I was also interested in developing the project as an expression of local and regional history, to as the public historian Robert Weyeneth put it, to honor “the nobility of nearby history,” and to “use the specifics of locality to open up conversations about big issues and large debates.” As I write in the project’s introduction, many people have heard about the underground railroad, and a good number probably have seen maps of its “networks” online or in American history textbooks. But fewer have considered it as “nearby history,” meaning a past nearby physically, or easily visible in local communities, and a past nearby culturally, or, possibly less easily, as a continuing influence on the people of Western Illinois.

As a result of considering the course’s materials on audiences analysis and on the basis of a few interviews and feedback about the site from people in Western Illinois, I decided to focus the site on attracting usage by students and teachers in the region who may be interested to develop research projects on the underground railroad; on history-minded visitors to the area and its heritage tourist organizations who are interested to see and promote actual locations of underground railroad activities; and on residents  of the region who may use the site’s accompanying Facebook page as a forum to share their own stories about the underground railroad or perspectives on how the issue of racial discrimination at the heart of the underground railroad continues to the shape the region.
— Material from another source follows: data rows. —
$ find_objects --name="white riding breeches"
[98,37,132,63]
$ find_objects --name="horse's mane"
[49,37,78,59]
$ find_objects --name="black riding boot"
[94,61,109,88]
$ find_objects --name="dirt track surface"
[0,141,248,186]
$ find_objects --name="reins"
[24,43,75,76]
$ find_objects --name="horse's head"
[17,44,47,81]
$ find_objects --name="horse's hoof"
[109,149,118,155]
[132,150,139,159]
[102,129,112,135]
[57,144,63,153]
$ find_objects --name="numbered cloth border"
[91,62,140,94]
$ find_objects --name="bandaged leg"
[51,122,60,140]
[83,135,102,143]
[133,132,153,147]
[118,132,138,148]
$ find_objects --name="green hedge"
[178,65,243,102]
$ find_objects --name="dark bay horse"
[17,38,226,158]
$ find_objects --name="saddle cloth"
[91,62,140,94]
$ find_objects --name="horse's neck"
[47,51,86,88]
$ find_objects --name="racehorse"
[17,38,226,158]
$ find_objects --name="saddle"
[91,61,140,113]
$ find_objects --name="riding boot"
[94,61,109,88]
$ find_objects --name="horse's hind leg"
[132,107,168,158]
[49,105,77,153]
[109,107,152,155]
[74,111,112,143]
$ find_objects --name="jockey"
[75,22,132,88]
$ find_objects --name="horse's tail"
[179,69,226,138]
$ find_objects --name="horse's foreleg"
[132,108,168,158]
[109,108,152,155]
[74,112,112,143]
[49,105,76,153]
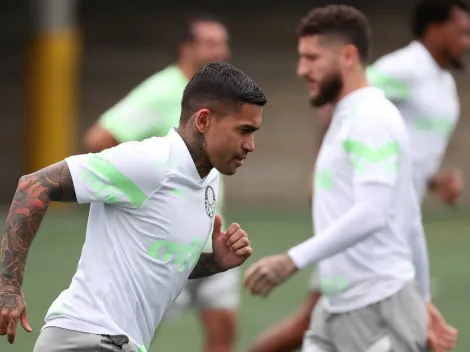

As, hopefully, the site’s Facebook page cultivates a community interested in keeping up with the project’s development and expansion, I may use Twitter to experiment with techniques I have learned about in the course.

Sources

Becker, Carl. “Everyman His Own Historian.” American Historical Review 37.2 (January 1932): 221–36.

Brennan, Sheila and Sharon Leon. “Building Histories of the National Mall: A Guide to Creating a Digital Public History Project.” Roy Rosenzweig Center for History and New Media. October 2015.

Cohen, Noam. “History Comes to Life With Tweets From Past.”The New York Times. Published November 17, 2013.

Goltz, Schlomo. “A Closer Look At Personas: What They Are And How They Work (Parts 1 and 2).” Smashing Magazine. August 6, August 13, 2014.

Kalfatovic, Martin et al. “Smithsonian Team Flickr: a library, archives, and museums collaboration in web 2.0 space.” Archival Science (October 2009).

Lindsay, Anne. “#VirtualTourist: Embracing Our Audience through Public History Web Experience.” The Public Historian 35.1 (February 2013): 67-86.

McClurken, Jeffrey. “The Journal of American History.” The Organization of American Historians, (September 2013).

Medero, Shawn. “Paper Prototyping.” A List Apart. Published on January 23, 2007. Published in Layout & Grids, Information Architecture, Interaction Design.

Meringolo, Denise. Prologue and Conclusion to Museums, Monuments, and National Parks: Toward a New Genealogy of Public History. Amherst: University of Massachusetts Press, 2012.

Reese, Diana. “Quantrill rides again to Lawrence: This time on Twitter #QR1863.”The Washington Post. Published August 21, 2013.

Weyeneth, Robert. “What I’ve Learned Along the Way: A Public Historian’s Intellectual Odyssey.” The Public Historian 36.2 (May 2014): 9-25.